Temasek Holdings may sell its 41.6% stake in Thailand’s Shin Corporation (renamed Intouch PLC), with SingTel named as a potential bidder

3 reasons why SingTel's potential $3.9b Shin deal doesn't make any sense

Gearing would explode, warns analyst.

According to Maybank Kim Eng, Reuters reported that Temasek Holdings may sell its 41.6% stake in Thailand’s Shin Corporation (renamed Intouch PLC), with SingTel named as a potential bidder. The value of the stake,
at the current market price, is SGD3.9b or USD3.1b.

Maybank's initial reaction is that it does not make sense, or at least none that it can visibly see, for SingTel to buy Shin.

Here's more:

But should it happen at the reported price, this may be negative for SingTel.

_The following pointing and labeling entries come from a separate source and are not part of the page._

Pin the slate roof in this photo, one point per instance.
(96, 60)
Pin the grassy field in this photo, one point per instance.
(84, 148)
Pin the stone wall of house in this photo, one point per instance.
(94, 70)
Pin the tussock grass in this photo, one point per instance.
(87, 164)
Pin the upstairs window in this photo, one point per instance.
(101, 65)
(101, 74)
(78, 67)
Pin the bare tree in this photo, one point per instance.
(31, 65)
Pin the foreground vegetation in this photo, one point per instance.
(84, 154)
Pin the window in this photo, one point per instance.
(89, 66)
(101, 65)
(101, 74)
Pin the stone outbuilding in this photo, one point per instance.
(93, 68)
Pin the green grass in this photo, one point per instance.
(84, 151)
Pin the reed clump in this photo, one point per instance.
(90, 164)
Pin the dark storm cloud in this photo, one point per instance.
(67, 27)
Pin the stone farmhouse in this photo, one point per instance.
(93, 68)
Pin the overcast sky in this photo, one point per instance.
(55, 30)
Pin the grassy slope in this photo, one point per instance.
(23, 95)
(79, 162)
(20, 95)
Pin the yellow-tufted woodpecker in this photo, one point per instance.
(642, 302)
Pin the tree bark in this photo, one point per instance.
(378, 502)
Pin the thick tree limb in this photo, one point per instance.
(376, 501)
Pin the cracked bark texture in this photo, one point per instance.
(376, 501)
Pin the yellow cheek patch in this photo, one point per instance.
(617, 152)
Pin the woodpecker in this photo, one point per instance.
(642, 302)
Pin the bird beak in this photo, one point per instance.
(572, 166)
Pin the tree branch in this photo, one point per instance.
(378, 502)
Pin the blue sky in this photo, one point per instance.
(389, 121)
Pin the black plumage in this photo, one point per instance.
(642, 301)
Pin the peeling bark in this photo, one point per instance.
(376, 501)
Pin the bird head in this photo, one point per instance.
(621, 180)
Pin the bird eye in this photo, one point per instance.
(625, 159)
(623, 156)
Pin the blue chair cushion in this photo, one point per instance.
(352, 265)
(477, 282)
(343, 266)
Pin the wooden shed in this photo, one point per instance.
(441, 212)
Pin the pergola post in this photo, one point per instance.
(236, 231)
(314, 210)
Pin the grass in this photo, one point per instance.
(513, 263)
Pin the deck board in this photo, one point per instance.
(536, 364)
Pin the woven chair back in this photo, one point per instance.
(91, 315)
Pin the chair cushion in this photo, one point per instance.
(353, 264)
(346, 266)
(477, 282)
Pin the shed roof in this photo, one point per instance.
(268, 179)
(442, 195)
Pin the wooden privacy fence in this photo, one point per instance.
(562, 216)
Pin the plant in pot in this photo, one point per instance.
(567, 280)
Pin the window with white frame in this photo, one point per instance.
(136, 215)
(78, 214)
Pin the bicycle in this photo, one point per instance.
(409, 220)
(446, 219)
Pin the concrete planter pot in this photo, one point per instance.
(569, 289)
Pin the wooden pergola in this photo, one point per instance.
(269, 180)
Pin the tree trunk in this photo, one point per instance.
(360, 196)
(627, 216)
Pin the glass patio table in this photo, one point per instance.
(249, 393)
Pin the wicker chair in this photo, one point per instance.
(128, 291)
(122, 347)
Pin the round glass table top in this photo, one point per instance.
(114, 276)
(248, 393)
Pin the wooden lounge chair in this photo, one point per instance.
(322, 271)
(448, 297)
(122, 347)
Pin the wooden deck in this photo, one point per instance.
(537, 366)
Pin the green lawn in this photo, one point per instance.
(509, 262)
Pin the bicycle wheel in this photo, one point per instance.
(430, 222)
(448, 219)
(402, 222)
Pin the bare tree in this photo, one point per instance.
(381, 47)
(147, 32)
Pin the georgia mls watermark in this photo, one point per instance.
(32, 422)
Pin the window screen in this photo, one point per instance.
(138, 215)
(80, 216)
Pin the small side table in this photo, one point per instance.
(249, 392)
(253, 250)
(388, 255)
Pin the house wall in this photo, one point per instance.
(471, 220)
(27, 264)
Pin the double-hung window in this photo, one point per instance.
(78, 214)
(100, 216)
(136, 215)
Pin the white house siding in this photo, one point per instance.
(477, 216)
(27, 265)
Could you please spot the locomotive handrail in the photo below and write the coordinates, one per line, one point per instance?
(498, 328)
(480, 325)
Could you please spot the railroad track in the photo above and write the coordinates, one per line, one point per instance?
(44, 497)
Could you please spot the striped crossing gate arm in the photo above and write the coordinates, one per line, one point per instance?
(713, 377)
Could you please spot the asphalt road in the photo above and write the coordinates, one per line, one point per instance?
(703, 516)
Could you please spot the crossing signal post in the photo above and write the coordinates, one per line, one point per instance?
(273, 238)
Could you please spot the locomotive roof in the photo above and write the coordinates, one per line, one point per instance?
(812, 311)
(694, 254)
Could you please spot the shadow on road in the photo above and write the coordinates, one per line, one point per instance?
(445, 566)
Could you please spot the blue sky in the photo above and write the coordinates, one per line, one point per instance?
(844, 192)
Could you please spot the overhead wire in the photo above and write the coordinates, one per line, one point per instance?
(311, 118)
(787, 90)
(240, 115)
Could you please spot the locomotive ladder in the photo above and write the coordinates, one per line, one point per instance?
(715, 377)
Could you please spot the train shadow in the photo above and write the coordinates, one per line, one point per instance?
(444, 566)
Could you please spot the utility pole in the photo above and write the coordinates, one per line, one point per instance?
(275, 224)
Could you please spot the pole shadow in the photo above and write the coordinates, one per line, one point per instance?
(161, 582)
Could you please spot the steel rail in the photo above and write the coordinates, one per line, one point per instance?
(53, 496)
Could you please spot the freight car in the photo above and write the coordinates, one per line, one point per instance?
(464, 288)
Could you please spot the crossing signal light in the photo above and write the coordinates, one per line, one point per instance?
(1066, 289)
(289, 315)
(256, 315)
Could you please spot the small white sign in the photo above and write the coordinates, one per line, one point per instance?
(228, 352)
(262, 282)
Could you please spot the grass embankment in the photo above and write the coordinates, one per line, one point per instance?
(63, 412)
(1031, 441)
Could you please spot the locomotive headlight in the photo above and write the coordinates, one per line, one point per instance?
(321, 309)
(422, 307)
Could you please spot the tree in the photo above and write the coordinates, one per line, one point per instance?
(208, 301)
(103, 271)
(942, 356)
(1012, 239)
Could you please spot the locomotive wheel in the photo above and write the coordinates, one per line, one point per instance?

First, SingTel already has a sizeable stake in AIS. SingTel already has a direct exposure to Thailand via a 23.3% stake in the country’slargest mobile telco, Advanced Information Services (AIS).

We believe SingTel is primarily interested in AIS’s mobile telecom business. AIS, which has a market share of 44% in Thailand, is Shin’s crown jewel that contributes almost all of its profits.

Second, it raises the political risk too much. Taking a substantial stake in Shin will mean SingTel’s exposure to Thailand’s political risks may be too much for our liking. If SingTel were to pay SGD3.9b (USD3.1b) for Temasek’s stake, its investment in Thailand will exceed SGD5b, making the country its biggest exposure to any associate market, bigger than India and Indonesia.

Third, gearing would explode. SingTel's net debt/EBITDA is already 1.0x. Adding another SGD3.9b in debt would raise it to 1.5x (or 2.2x if associates’ contribution is removed from the calculation to be consistent with StarHub and M1).